The inverted method is a popular variation that gives you more control over steep time and prevents any dripping before you're ready to press.

Instead of placing the AeroPress cap-down on your mug, you flip the chamber upside down — plunger end down — before adding coffee and water. This means the coffee steeps without any risk of dripping through the filter prematurely.

When you're ready to press, you attach the rinsed filter cap, carefully flip the whole assembly onto your mug, and press as normal.

The result is very similar to the standard method, but some brewers prefer it for the added control it gives during the steep. If you've tried the standard recipe and want to experiment, the inverted method is a natural next step.


How to adjust the recipe to your taste

The AeroPress is one of the best brewers for experimentation because small changes produce noticeable results. Here's how to troubleshoot:

If the coffee tastes bitter or harsh:

  • Lower the water temperature (try 88–90°C)
  • Shorten the steep time
  • Grind slightly coarser

If the coffee tastes weak or flat:

  • Use more coffee (try 17–18 g)
  • Grind slightly finer
  • Extend the steep time by 15–20 seconds

If the coffee tastes sour or sharp:

  • Raise the water temperature
  • Grind finer
  • Stir more thoroughly after adding water

If you want more body:

  • Switch to a metal reusable filter — paper filters retain oils that contribute to body and texture
  • Try a slightly finer grind

AeroPress vs V60: which should you choose?

Both are excellent for specialty coffee, but they suit different preferences and situations.

The V60 rewards patience and technique. When everything is dialled in, it produces a clean, transparent cup that expresses the nuances of the origin with exceptional clarity. It's the better choice if you want to really analyse and understand a coffee.

The AeroPress rewards flexibility and speed. It's more forgiving, faster, and easier to travel with. The cup is richer and less delicate than a V60, but no less enjoyable — just different in character.

Many specialty coffee drinkers own both and choose between them depending on the mood, the coffee, and how much time they have.

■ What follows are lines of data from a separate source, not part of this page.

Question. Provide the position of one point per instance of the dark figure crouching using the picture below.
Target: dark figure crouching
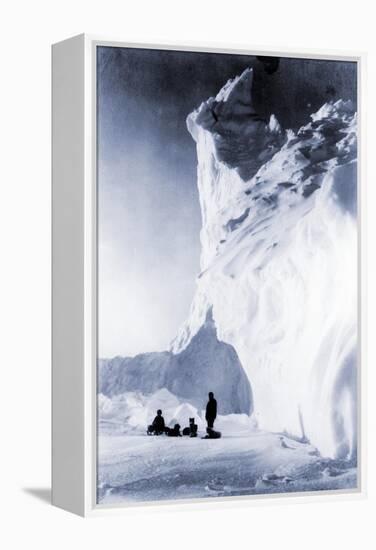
(192, 429)
(212, 434)
(211, 410)
(173, 432)
(158, 426)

Want to master the V60 too? Read our full guide: How to Brew V60 Coffee at Home →


One last thing

The AeroPress has an unusually active community of recipe developers — every year the World AeroPress Championship produces dozens of new techniques and approaches, many of them radically different from the standard recipe above.

Once you're comfortable with the basics, exploring those recipes is genuinely fun. But start here. Get the fundamentals right, understand what each variable does, and then experiment from a position of knowledge.

A good AeroPress recipe is only as good as the coffee inside it. Start with something worth brewing.